一夏に呼び出された五人は、職員室前までやってきて、今更ながらに緊張してきていた。
「千冬、ノックしろ」
「私が? 箒がすればいいだろ」
「いや……だってな?」
どことなく入りにくい雰囲気を感じていた五人だったが、内側からドアが開かれた所為で固まり、開かれたドアに視線を向けた。
「職員室前で何を騒いでいるんだ。さっさと入れ」
「は、はい……」
「失礼します……」
千冬と箒が一夏の言葉に応え、鈴、セシリア、簪の三人は無言で頭を下げて職員室に足を踏み入れる。
「何を怯えているのか知らんが、今職員室にいるのは俺と真耶の二人だけだ。他の教師は生徒を落ち着かせるために出払っているからな」
「一夏兄が一番怖いって……」
「それは確かにそうだな。まぁ、テキトーに腰を下ろせ」
五人に着席を命じ、一夏は人数分のお茶を用意した。セシリアは真耶がやるべきではと思ったが、千冬と箒、そして鈴が当然のように一夏の作業を見ているのを見て、一夏がこういう事が得意なのかと納得した。

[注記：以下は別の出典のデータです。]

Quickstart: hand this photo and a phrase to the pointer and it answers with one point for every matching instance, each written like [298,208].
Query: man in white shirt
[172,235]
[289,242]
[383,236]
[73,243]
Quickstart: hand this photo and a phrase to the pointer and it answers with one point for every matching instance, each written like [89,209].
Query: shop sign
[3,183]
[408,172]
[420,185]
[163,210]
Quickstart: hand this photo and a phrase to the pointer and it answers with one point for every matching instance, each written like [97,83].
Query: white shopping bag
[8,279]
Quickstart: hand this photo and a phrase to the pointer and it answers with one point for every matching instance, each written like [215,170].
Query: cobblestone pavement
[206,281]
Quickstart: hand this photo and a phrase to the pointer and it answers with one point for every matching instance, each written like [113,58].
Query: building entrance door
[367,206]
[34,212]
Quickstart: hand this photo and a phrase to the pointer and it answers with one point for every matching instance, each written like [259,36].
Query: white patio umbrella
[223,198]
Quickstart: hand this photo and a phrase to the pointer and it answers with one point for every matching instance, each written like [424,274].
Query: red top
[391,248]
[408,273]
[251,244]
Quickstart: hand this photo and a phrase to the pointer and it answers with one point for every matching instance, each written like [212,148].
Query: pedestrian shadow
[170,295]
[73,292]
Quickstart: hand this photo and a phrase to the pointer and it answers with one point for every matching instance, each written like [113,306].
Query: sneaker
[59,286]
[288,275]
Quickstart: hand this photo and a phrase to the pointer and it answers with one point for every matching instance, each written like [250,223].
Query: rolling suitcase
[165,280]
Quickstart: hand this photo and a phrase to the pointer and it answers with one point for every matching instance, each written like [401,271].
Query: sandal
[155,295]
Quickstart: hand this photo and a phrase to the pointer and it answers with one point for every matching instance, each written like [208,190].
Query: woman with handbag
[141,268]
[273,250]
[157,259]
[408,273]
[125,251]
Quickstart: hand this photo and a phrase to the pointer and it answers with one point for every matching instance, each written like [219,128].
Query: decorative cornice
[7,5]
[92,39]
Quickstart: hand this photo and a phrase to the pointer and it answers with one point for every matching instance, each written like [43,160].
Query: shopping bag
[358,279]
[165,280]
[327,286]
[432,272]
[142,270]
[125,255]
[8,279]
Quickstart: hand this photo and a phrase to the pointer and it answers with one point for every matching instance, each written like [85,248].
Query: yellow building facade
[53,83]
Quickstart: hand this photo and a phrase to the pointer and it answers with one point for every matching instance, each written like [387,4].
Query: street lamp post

「まずはご苦労だったな。お前たちのお陰で無人機は停止し、学生に被害はなく、問題があった議員を学園から遠ざける事に成功した」
「問題がある議員、というのは?」
「とある企業から不正献金を受け取っており、その企業に融通を利かせるよう学園に迫って来ていた人間だ。今回の件でこちらから抗議したお陰で、しばらくは大人しくするしかなくなっただろうし」
「不正献金って、立派な犯罪じゃないですか」
「立派な議員様だろ?」
一夏の皮肉に、五人はただただ黙り込むしかなかった。そして驚いたことに、真耶がまったく動じていないのだ。
「山田先生は、知っていたんですか?」
「私も先ほど一夏さんから聞かされました」
「あっ、そういう事でしたか」
てっきり真耶の肝が据わっているのかと思ったが、実際は先に聞いていたのでこの場では驚かなかったというだけだったのだ。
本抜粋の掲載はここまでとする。